C’était en février dernier. Sur l’antenne de CNews, la ministre de l’Enseignement supérieur et de la Recherche déclenchait le début d’une interminable polémique en déclarant que l’«islamo-gauchisme gangrène la société et que l’université n’est pas imperméable». Elle annonçait diligenter une enquête au Centre national de la recherche scientifique (CNRS) afin de faire un bilan de l’ensemble des recherches et distinguer «ce qui relève de la recherche académique et ce qui relève du militantisme et de l’opinion». Tollé immédiat dans la communauté de chercheurs. Dans la foulée, le CNRS avait condamné avec fermeté l’initiative de la ministre, se fendant d’un communiqué dans lequel il rappelait que «l’islamo-gauchisme n’est pas une réalité scientifique».
Or, qu’apprend-on quatre mois plus tard ? Que Frédérique Vidal refuse toujours d’indiquer où en est son fameux projet, révèle le Monde, qui parle d’un «silence complet» chez l’entourage de la ministre. Cette dernière n’assumerait-elle plus ses propos ? Ce n’est pas tout puisque six enseignants-chercheurs ont décidé de l’attaquer pour abus de pouvoir. Le 13 avril, une procédure de référé et un recours en annulation ont été introduits devant le Conseil d’Etat par les avocats William Bourdon et Vincent Brengarth. Il est demandé à Frédérique Vidal de renoncer à cette enquête «qui bafoue les libertés académiques et menace de soumettre à un contrôle politique, au-delà des seules sciences sociales, la recherche dans son ensemble».
La première procédure a été rejetée par le Conseil d’Etat, le 7 mai. En revanche, la requête en annulation a bien été transmise au ministère pour l’interroger sur ses déclarations. «La ministre de l’Enseignement supérieur dispose désormais de deux mois pour démontrer que sa décision ne constitue pas un détournement des pouvoirs et des attributions qui lui sont confiés», ont expliqué William Bourdon et Vincent Brengarth au quotidien. Si le projet est bel et bien dans les limbes, si aucune commission d’enquête n’a été mise en place, «cela voudrait dire qu’on gouverne à coups de propos comminatoires et de menaces et ce n’est pas tolérable», souligne Fabien Jobard, l’un des requérants, chercheur au CNRS.

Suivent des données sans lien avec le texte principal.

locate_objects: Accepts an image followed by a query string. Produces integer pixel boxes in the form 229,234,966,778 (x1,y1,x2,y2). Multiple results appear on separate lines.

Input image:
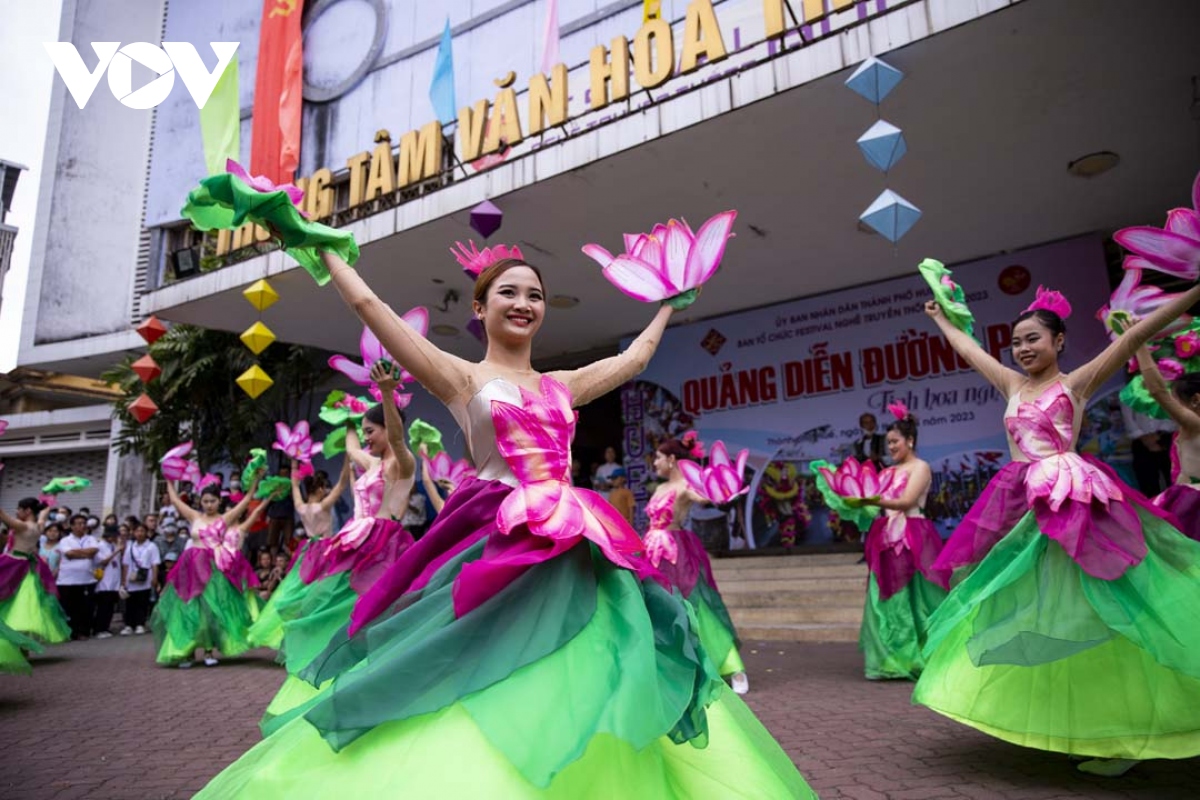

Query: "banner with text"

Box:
622,236,1128,548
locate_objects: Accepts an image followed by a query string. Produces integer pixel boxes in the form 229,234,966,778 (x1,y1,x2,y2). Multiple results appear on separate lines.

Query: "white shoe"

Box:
1075,758,1139,777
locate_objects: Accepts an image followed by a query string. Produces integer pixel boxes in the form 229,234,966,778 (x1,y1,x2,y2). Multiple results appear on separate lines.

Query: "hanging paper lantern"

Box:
238,364,275,399
859,190,920,243
241,278,280,311
241,323,275,355
128,392,158,425
137,314,167,344
131,353,162,384
858,120,908,173
846,55,904,106
470,200,504,239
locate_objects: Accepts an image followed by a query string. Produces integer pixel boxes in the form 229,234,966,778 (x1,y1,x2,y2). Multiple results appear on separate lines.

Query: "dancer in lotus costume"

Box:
250,453,358,658
913,282,1200,775
1138,347,1200,540
185,170,814,800
642,432,750,694
858,403,946,680
0,498,71,644
150,473,266,669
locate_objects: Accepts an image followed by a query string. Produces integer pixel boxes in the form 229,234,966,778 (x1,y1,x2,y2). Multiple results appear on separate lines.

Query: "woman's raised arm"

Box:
322,252,470,403
1067,283,1200,398
551,303,674,407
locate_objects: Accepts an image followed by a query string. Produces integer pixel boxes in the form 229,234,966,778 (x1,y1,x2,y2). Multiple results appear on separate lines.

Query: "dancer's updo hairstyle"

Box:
475,258,546,305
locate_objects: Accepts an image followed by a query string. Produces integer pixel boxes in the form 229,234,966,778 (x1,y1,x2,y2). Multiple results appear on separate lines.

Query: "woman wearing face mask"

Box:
858,403,946,680
198,241,814,800
913,273,1200,775
0,498,71,644
1138,347,1200,540
150,474,266,669
642,432,750,694
256,371,416,729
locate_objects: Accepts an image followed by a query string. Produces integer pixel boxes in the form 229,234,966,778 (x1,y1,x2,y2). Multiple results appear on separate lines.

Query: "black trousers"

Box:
125,589,150,627
91,591,119,633
59,583,96,639
1133,433,1171,498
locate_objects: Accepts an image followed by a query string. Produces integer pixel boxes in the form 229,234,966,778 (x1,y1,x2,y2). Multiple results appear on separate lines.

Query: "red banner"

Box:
250,0,304,184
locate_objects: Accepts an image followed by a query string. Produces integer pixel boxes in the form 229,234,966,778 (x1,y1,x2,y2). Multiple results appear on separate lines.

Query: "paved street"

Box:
0,636,1200,800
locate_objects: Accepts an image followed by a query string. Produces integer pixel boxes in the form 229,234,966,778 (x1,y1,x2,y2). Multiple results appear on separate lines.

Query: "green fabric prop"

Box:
42,475,91,494
408,420,445,458
180,173,359,285
809,461,880,534
241,447,266,489
917,258,978,341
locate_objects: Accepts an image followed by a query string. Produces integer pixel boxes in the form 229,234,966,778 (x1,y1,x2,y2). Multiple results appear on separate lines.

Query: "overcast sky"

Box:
0,0,62,372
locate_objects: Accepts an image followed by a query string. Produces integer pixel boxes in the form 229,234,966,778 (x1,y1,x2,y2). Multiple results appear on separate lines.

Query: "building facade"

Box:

Les déclarations de la ministre avaient ému l’ensemble de la communauté universitaire. Une pétition réclamant sa démission et rassemblant plus de 23 000 signatures avait été portée à Matignon. Derrière l’accusation d’«islamo-gauchisme» à l’encontre des facs, une antienne de la droite abondamment portée par les réseaux d’extrême droite sur Internet et qui insinue une forme de complicité intellectuelle de certains travaux en sciences humaines et sociales avec la menace islamiste, le milieu universitaire craint une mise au pas des libertés académiques et l’instauration d’un climat d’intimidation. La pression est désormais sur les épaules de la ministre.